Roger and Meeney were research partners. They were on this Animal Planet show The Machiavellian Life of Plants a few times. They talked about biochemistry, this plant called the dodder vine, a parasitic weed that sucks energy—life, essentially—out of others to survive. They saw the potential for power in this and they were also interested in the photosynthetic potential in mankind. They had this idea that people could, one day, be more like plants, and sustain themselves on sunlight and soil, become a part of the ecosystem. Roger’s reasoning was that w
ith technology, we don’t use our bodies as much, we’re down to eyes and fingertips. This is where Meeney was the normal one who would audibly groan and correct his partner, What he means is that there is more untapped energy in other parts of our bodies.
They got a lot of grant money, but nothing ever panned out, as far as I can tell. Blair was notorious for dropping one project to start another, and the two squabbled about research ethics a lot. My dad would say they’re a couple of Garfunkels with their high voices and curly hair, but Meeney’s camera-ready. It’s not surprising that he wound up with the job, the power. In the video with the most hits, Meeney calls Roger a sadist and warns the host that Roger will hurt someone someday. Roger Blair rolls his eyes.
People who live to know a sicko are very eager to tell you their story. There’s a pride, a sense of having survived someone. I hear from people every day who knew Roger, and they all say the same thing: You should find Meeney. He knew Roger better than anyone.
And every day, I call. I pretend to be a student, a professor, a reporter, but it’s always the same.

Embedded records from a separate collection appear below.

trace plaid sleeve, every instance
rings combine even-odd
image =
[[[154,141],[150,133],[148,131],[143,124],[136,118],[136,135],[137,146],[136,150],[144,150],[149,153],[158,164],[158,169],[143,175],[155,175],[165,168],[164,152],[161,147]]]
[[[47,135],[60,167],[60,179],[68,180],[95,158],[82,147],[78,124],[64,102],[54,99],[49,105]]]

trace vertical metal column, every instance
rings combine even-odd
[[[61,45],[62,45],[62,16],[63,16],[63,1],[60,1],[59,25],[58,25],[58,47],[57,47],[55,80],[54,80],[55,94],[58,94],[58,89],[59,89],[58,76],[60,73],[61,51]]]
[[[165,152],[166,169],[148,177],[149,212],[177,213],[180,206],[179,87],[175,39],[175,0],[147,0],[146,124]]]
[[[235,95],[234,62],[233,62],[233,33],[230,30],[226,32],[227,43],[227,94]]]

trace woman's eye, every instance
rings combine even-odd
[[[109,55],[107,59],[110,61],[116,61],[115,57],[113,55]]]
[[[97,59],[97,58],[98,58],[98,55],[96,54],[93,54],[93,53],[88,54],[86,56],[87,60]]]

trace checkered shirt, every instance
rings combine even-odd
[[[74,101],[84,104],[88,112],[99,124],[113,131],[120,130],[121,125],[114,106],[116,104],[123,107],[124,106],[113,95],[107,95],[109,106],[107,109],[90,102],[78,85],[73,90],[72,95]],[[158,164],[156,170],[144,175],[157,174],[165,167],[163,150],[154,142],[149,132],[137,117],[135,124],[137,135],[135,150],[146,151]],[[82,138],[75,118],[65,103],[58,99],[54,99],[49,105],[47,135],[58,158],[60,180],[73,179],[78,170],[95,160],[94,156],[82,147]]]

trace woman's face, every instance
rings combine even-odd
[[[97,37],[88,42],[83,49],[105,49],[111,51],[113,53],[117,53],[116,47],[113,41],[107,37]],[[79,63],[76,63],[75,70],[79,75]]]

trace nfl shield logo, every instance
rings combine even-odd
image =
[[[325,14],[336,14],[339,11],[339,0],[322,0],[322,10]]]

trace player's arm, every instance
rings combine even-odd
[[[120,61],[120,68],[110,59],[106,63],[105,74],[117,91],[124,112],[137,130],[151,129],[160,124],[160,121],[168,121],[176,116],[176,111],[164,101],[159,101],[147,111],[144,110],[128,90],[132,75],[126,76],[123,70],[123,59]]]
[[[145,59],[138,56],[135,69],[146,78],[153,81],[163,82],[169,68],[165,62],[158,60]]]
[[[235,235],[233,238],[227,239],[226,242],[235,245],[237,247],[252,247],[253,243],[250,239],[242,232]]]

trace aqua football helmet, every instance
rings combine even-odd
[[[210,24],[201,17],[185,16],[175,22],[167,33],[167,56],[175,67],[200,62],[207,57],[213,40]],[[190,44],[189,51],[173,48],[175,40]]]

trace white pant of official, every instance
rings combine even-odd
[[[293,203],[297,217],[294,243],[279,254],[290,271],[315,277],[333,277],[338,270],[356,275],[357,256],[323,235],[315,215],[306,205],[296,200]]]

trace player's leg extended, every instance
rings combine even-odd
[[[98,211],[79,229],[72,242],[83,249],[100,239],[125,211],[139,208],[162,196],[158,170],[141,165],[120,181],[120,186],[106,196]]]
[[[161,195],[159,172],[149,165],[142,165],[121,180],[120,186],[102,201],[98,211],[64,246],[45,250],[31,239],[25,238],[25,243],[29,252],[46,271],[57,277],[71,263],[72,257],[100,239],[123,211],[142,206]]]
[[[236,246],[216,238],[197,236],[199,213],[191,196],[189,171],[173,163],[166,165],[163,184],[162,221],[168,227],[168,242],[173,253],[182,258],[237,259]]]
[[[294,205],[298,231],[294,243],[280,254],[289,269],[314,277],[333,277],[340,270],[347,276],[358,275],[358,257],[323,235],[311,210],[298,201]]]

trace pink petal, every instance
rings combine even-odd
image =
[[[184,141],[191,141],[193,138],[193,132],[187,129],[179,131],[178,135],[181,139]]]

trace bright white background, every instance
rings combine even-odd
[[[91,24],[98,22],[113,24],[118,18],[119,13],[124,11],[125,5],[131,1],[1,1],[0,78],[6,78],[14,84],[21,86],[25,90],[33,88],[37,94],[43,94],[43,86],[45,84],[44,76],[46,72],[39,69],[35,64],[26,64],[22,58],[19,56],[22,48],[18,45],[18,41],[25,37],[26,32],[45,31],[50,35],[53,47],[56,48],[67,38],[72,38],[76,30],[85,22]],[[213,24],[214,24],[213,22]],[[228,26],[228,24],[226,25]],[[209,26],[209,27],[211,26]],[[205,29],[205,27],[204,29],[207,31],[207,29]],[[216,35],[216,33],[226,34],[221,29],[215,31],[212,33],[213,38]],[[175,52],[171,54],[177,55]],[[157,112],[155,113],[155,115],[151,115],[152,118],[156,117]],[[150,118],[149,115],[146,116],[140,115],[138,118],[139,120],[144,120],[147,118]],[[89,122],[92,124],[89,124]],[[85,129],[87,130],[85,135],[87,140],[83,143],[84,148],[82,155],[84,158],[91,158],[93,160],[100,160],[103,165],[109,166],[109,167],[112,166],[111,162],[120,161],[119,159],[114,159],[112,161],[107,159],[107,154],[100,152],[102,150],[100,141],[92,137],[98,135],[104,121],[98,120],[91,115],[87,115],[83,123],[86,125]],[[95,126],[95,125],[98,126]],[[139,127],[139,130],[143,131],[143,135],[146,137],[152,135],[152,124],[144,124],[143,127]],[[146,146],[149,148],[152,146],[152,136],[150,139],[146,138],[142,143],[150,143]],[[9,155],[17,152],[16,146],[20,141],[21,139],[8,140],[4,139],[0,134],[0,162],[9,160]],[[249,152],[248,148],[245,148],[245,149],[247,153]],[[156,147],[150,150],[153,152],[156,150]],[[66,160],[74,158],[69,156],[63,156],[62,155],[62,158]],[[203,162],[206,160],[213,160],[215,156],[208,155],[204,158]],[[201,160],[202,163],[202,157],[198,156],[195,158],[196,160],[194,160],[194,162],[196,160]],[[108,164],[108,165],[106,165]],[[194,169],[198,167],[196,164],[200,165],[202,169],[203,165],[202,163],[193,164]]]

Dr. Meeney suggests you visit during his office hours. Dr. Meeney is preoccupied with research at the moment. Dr. Meeney does not speak with reporters.
If I wasn’t poison, I could go to him during his office hours. Of course, I think about blowing my cover, I am Jon Bronson, the guy who was kidnapped by Roger Blair and I think Dr. Meeney can help me. But I don’t trust him; look how he treated Roger, his best friend.
Look at him now, talking to a girl in front of the Dean Hotel, they were drinking, eating. The girl is not his wife, and who knows if he’s sleeping with her, but his smile is for her, his hand is on her elbow. I follow him every day, trailing him on the way home, where he kisses his wife, his dog. He’s so available, I could knock on his door, stop him when he’s emerging from his biweekly squash games at the campus gym, tap him on the shoulder.